I am a vegetarian by choice and have been for four years now. I also avoid gluten completely unless I want to suffer and keep it for my treat day because I do not do well with it but feel free to eat them however that is just how I function and we are all different. I use intermittent fasting as a tool to navigate my eating habits and this has become my lifestyle for a few years.

INTERMITTENT FASTING protocol I follow  – (16:8 Window) and the basic outline to my meals are below: 

I start my mornings with fluids only. First I drink two to three cups of warm water, because our body tends to get dehydrated after a good night’s sleep. After that I make myself a cup of BULLETPROOF COFFEE. This is the favorite part of my morning. I keep drinking more water after to rehydrate from the caffeine intake. I usually have my lunch between 12 to 1 pm depending on the day. Since this is my fast breaking meal, I minimize my carb intake to keep my insulin levels from spiking. Sudden escalation of insulin after going without food for 16 hours or more can cause the body’s homeostasis to crash which is best to avoid.This is the reason the first meal I eat consists of mostly protein and fats which can either be in solid or liquid form. It is usually based on what craving I have at the time.

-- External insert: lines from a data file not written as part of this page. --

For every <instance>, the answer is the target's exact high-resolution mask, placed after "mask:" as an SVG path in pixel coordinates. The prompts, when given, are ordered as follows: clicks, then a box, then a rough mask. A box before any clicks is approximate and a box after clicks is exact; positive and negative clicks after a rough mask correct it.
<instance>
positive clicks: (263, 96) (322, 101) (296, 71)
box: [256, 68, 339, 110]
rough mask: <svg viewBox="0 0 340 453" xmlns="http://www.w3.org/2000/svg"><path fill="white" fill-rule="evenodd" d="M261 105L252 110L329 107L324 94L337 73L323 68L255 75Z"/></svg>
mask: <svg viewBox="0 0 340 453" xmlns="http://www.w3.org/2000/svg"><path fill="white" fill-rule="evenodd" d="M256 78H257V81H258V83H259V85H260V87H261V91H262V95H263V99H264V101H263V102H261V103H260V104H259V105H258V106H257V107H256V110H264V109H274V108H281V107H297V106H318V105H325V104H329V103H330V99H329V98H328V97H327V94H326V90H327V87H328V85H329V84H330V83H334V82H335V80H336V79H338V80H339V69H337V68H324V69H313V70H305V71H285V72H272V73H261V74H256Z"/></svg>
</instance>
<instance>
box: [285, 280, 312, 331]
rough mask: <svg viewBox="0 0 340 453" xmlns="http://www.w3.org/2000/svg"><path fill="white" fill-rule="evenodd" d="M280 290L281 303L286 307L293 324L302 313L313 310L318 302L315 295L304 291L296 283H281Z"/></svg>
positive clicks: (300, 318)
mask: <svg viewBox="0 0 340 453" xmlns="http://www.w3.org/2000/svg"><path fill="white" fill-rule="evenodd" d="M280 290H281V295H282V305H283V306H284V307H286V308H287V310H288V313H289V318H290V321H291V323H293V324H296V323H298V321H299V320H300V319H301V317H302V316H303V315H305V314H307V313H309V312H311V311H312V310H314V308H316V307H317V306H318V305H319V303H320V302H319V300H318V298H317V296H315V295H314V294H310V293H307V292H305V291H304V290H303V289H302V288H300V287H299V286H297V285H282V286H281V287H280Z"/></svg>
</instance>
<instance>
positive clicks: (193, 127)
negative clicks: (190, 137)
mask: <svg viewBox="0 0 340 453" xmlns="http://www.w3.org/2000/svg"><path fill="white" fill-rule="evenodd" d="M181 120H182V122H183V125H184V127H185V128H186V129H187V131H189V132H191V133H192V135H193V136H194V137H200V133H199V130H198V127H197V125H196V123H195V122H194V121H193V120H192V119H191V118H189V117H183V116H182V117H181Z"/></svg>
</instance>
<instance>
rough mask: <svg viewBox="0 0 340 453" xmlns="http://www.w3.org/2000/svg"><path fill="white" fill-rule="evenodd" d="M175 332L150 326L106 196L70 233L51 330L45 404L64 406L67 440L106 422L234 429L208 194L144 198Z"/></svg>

Meal two is basically a complete balanced diet.

Sometimes in between my two meals if I get hungry I eat a little snack. I am more about practicing intuitive eating and not being rigid about following a plan.

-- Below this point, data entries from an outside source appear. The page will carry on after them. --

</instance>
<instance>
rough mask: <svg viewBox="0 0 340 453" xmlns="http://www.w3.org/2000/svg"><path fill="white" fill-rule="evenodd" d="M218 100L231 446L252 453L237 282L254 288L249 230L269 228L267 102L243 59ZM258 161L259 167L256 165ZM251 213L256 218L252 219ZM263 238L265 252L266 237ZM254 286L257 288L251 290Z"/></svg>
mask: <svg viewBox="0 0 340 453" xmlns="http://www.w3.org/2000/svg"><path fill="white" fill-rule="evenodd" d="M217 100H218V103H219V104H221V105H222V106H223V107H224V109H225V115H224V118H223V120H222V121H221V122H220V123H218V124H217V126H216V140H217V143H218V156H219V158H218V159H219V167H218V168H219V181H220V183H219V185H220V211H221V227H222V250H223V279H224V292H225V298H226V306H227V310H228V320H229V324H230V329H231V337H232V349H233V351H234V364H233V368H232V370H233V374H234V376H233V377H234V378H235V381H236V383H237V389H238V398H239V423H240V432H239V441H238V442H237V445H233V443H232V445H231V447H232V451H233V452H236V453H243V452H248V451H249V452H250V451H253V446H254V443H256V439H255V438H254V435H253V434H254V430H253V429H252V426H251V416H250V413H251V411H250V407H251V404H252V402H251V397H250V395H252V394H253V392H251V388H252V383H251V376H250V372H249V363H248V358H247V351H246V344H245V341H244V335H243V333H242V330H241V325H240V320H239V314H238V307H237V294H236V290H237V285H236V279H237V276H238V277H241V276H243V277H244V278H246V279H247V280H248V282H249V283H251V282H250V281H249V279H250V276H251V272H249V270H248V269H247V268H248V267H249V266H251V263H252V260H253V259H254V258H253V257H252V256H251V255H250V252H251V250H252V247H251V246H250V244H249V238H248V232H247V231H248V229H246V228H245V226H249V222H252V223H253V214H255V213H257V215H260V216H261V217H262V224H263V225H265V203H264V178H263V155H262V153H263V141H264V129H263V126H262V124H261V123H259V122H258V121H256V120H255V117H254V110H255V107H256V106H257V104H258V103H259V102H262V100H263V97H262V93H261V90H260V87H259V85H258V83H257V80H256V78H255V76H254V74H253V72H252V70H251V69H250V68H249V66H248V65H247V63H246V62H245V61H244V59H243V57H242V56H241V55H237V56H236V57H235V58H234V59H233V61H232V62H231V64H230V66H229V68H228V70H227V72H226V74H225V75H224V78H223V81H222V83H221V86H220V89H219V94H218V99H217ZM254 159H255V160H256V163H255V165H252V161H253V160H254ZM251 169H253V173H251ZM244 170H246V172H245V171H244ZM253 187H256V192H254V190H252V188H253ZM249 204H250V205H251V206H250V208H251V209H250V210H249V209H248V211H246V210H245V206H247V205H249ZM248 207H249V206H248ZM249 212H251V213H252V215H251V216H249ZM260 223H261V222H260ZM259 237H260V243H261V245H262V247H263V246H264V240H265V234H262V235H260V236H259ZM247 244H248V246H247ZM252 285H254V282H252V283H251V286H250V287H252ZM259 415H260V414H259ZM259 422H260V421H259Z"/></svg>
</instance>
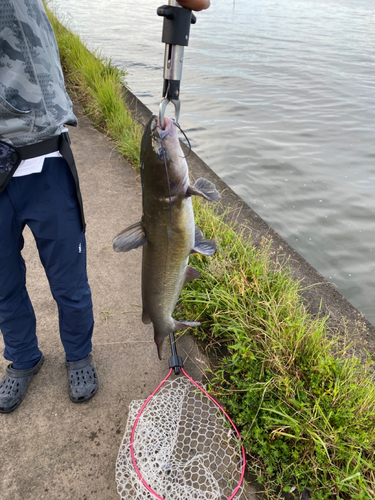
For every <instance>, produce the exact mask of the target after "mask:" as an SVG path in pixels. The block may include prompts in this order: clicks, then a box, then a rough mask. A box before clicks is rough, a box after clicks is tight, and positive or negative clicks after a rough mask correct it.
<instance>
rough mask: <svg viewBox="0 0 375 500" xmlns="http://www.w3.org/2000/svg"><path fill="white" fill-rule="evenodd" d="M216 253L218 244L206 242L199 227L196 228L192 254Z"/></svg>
mask: <svg viewBox="0 0 375 500" xmlns="http://www.w3.org/2000/svg"><path fill="white" fill-rule="evenodd" d="M215 251H216V243H215V242H214V241H211V240H205V239H204V238H203V233H202V231H201V230H200V229H199V227H198V226H195V242H194V247H193V248H192V249H191V250H190V253H200V254H201V255H213V254H214V253H215Z"/></svg>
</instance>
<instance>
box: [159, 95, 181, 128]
mask: <svg viewBox="0 0 375 500" xmlns="http://www.w3.org/2000/svg"><path fill="white" fill-rule="evenodd" d="M170 102H171V103H173V105H174V111H175V120H176V123H178V120H179V118H180V109H181V102H180V100H178V99H167V98H165V99H163V100H162V101H161V103H160V106H159V123H160V126H161V128H162V130H164V128H165V127H164V116H165V109H166V107H167V106H168V104H169V103H170Z"/></svg>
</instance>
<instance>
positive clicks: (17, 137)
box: [0, 0, 77, 147]
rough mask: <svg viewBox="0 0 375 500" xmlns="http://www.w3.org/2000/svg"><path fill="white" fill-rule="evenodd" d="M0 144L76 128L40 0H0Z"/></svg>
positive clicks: (50, 29) (71, 111) (42, 138)
mask: <svg viewBox="0 0 375 500" xmlns="http://www.w3.org/2000/svg"><path fill="white" fill-rule="evenodd" d="M0 3H1V5H0V140H2V141H5V142H8V143H9V144H12V145H13V146H16V147H17V146H18V147H19V146H25V145H29V144H33V143H35V142H39V141H42V140H44V139H48V138H50V137H52V136H54V135H57V134H59V133H60V126H61V125H63V124H68V125H77V118H76V117H75V116H74V113H73V111H72V102H71V100H70V98H69V96H68V94H67V93H66V90H65V86H64V77H63V73H62V69H61V64H60V57H59V51H58V48H57V43H56V39H55V35H54V33H53V30H52V27H51V24H50V22H49V20H48V18H47V15H46V13H45V10H44V7H43V3H42V0H0Z"/></svg>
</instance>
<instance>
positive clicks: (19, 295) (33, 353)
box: [0, 180, 41, 370]
mask: <svg viewBox="0 0 375 500" xmlns="http://www.w3.org/2000/svg"><path fill="white" fill-rule="evenodd" d="M12 182H13V180H12V181H11V184H12ZM23 227H24V223H23V221H22V219H21V218H20V217H19V214H18V213H17V207H14V205H13V203H12V201H11V198H10V197H9V195H8V190H5V191H3V192H1V193H0V235H1V238H0V330H1V332H2V334H3V338H4V344H5V350H4V357H5V359H8V360H9V361H12V362H13V366H12V367H13V368H14V369H17V370H27V369H30V368H32V367H33V366H34V365H36V363H37V362H38V361H39V360H40V358H41V352H40V350H39V348H38V340H37V337H36V334H35V329H36V321H35V314H34V310H33V308H32V305H31V302H30V299H29V296H28V293H27V290H26V286H25V285H26V267H25V262H24V260H23V258H22V256H21V250H22V248H23V237H22V230H23Z"/></svg>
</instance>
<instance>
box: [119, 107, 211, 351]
mask: <svg viewBox="0 0 375 500" xmlns="http://www.w3.org/2000/svg"><path fill="white" fill-rule="evenodd" d="M164 127H165V128H164V130H163V129H162V128H161V127H160V124H159V120H158V117H157V116H155V115H153V116H152V117H151V118H150V120H149V121H148V123H147V125H146V128H145V131H144V133H143V137H142V143H141V158H140V159H141V178H142V206H143V216H142V219H141V221H140V222H138V223H136V224H133V225H132V226H130V227H128V228H126V229H125V230H124V231H122V232H121V233H120V234H118V235H117V236H116V237H115V238H114V240H113V248H114V250H116V251H117V252H127V251H129V250H132V249H134V248H138V247H140V246H143V256H142V303H143V310H142V321H143V323H146V324H147V323H151V322H152V323H153V326H154V340H155V343H156V345H157V349H158V355H159V358H160V359H161V347H162V344H163V341H164V339H165V337H166V336H167V335H169V334H170V333H171V332H175V331H177V330H180V329H183V328H187V327H189V326H198V325H199V324H200V323H197V322H189V321H177V320H175V319H173V318H172V314H173V311H174V309H175V306H176V303H177V301H178V299H179V296H180V293H181V290H182V287H183V286H184V284H185V283H187V282H188V281H190V280H192V279H194V278H198V277H199V276H200V273H199V271H197V270H196V269H194V268H193V267H191V266H189V265H188V260H189V255H190V253H195V252H196V253H201V254H203V255H212V254H213V253H214V252H215V250H216V245H215V243H214V242H213V241H210V240H205V239H204V238H203V234H202V231H201V230H200V229H199V228H197V227H196V226H195V223H194V212H193V206H192V202H191V196H192V195H197V196H202V197H203V198H205V199H206V200H210V201H215V200H218V199H219V198H220V195H219V193H218V192H217V190H216V188H215V186H214V184H212V182H210V181H208V180H206V179H202V178H200V179H198V180H197V181H196V182H195V184H194V186H190V182H189V170H188V165H187V163H186V159H185V157H184V155H183V152H182V150H181V146H180V142H179V139H178V134H177V130H178V129H177V125H176V123H175V122H174V121H172V120H171V119H169V118H168V117H165V118H164Z"/></svg>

BULLETPROOF COFFEE – Black Coffee with pure, raw virgin coconut oil and raw unsalted butter. (1Tbsp each to begin with and you can gradually increase it to your liking!! I add tonsss of butter to mine I love it!!!)

Meal 1: Breaking the Fast meal / First Meal 

Eg: Yogurt + nuts, milk + nuts , nepali tea, milk coffee/ tea, eggs + veggies, eggs + avocados, egg spinach + mushrooms. 

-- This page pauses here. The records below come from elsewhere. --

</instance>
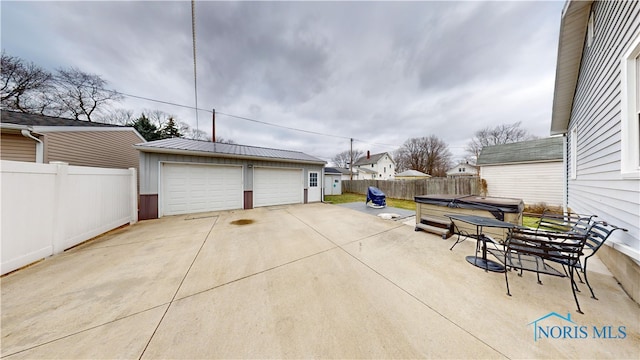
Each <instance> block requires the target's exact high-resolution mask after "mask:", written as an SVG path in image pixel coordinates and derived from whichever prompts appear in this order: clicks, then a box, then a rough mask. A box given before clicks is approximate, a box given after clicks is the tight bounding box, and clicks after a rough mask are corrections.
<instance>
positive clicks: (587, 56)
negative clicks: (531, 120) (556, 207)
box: [567, 1, 640, 261]
mask: <svg viewBox="0 0 640 360" xmlns="http://www.w3.org/2000/svg"><path fill="white" fill-rule="evenodd" d="M592 10H593V11H594V14H595V17H594V23H595V37H594V39H593V44H592V45H591V46H590V47H588V46H586V43H585V46H584V51H583V57H582V63H581V68H580V75H579V78H578V85H577V87H576V92H575V97H574V104H573V109H572V111H571V119H570V122H569V129H568V134H571V132H572V130H573V129H574V128H576V127H577V133H578V136H577V138H578V141H577V144H576V145H577V151H576V154H575V156H576V159H577V161H576V166H577V178H576V179H575V180H573V179H571V175H570V174H567V178H568V179H569V180H568V206H569V207H570V208H571V209H572V210H573V211H576V212H580V213H588V214H597V215H598V216H599V217H600V218H601V219H602V220H606V221H610V222H611V223H613V224H615V225H618V226H622V227H625V228H627V229H629V232H628V233H622V232H617V233H615V236H612V238H613V241H612V243H613V244H614V247H616V248H618V249H619V250H620V251H622V252H625V253H627V254H629V255H630V256H632V257H635V259H636V261H638V260H640V258H639V257H638V249H640V241H639V240H638V237H639V234H640V229H639V227H640V226H639V224H638V214H639V213H640V186H639V181H638V180H637V179H623V178H622V174H621V163H620V160H621V159H620V154H621V152H620V149H621V133H620V130H621V65H620V61H621V59H622V56H623V53H624V52H625V51H626V50H627V48H628V46H629V45H630V43H631V42H632V40H633V39H634V36H635V35H636V34H638V32H639V31H640V3H639V2H637V1H611V2H595V3H594V4H593V7H592ZM585 41H586V39H585ZM571 146H572V145H571V136H568V146H567V151H568V154H567V155H568V156H567V158H568V161H569V164H568V166H567V169H571V166H572V165H571V159H572V158H573V154H571Z"/></svg>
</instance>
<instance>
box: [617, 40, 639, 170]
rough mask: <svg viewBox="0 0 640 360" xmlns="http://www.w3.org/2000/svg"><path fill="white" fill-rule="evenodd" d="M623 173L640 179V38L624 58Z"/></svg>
mask: <svg viewBox="0 0 640 360" xmlns="http://www.w3.org/2000/svg"><path fill="white" fill-rule="evenodd" d="M621 145H622V146H621V161H620V167H621V169H620V170H621V173H622V176H623V177H624V178H633V179H638V178H640V36H636V38H635V39H634V40H633V41H632V42H631V46H630V47H629V49H628V50H627V52H626V53H625V55H624V56H623V58H622V123H621Z"/></svg>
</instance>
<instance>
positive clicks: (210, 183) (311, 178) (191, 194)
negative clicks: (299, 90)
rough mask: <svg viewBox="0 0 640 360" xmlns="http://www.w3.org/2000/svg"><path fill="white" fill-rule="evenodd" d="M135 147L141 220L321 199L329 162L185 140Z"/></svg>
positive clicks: (318, 159)
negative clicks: (323, 171)
mask: <svg viewBox="0 0 640 360" xmlns="http://www.w3.org/2000/svg"><path fill="white" fill-rule="evenodd" d="M135 148H136V149H137V150H139V152H140V216H139V218H140V219H141V220H143V219H153V218H158V217H162V216H166V215H178V214H189V213H197V212H207V211H217V210H233V209H252V208H253V207H259V206H270V205H283V204H300V203H307V202H319V201H322V181H323V175H322V174H323V168H324V165H325V162H324V161H323V160H320V159H318V158H315V157H313V156H310V155H307V154H304V153H301V152H297V151H287V150H278V149H267V148H260V147H253V146H244V145H236V144H222V143H214V142H207V141H198V140H188V139H182V138H172V139H164V140H157V141H151V142H148V143H141V144H138V145H136V146H135Z"/></svg>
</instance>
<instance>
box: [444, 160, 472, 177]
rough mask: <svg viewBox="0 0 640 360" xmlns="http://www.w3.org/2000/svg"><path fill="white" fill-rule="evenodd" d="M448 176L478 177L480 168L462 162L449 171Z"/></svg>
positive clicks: (447, 175) (452, 167)
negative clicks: (478, 173) (478, 168)
mask: <svg viewBox="0 0 640 360" xmlns="http://www.w3.org/2000/svg"><path fill="white" fill-rule="evenodd" d="M447 176H478V168H477V167H476V166H473V165H471V164H469V163H468V162H461V163H459V164H458V165H456V166H454V167H452V168H451V169H449V171H447Z"/></svg>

Meal 2: A fully Balanced meal. Carbs, Protein, Fats. 

Note: Carbs the size of my fist, protein the size of my palms, veggies half of my plate, fats the size of my thumb or more! I use this as a general portion guideline because it is just so practical and easy to do! And if I want more I will eat more of course 🙂 

Eg: Tofu with veggies + rice, rice, lentils, veggies + ghee, beans, lentils, veggies + gluten free tortillas, if I go out to eat I usually eat something rice based – pad thai, pho, sushi, you can eat eggs if you do. If not feel free to opt out. 

And for NON VEGGIES – opt out the plant based protein for meat of your choice at every meal or simply just add meat to the existing meal. 

The days when I do crave a snack or get hungry between my meals this is what I eat then. Also all my eating is done in the 8 hour window period.

SNACK between Meal 1 and 2

Peanut butter/ some kind of nut butter banana, apples with cheese or peanut / other nut butter, yogurt with nuts or honey, smoothies, milk tea, hummus + tortilla chips, dark chocolate, hot chocolate.


NOTE : This is not a diet!! It is simply a lifestyle tool. Do not deprive yourself and please eat well during your eating window if you feel like giving this a try. You want to make sure you are getting in all your calories! and also take a break from this over the weekend or once a week, treat yourself and get right back to it from the next day! Life is about balance do not be hard on yourself!

Adjust the time based on your daily life schedule. The hard and fast rule is to simply follow 16:8 (16hrs fast, 8 hrs eat) protocol. If you feel like 16 hours is a lot to fast, try 14 hours first and slowly move up depending on how your body is feeling and performing! Listen to your body, you are the best judge and follow accordingly. This is a general guideline and what I do on a daily basis after trying several diets and falling – which only made me realise I don’t and won’t do diets cause it only stresses me out! This is the only lifestyle that has worked and stuck with me over the last few years. Please consult a physician before trying this out if you have any existing health conditions. This is simply me sharing my experience with you all.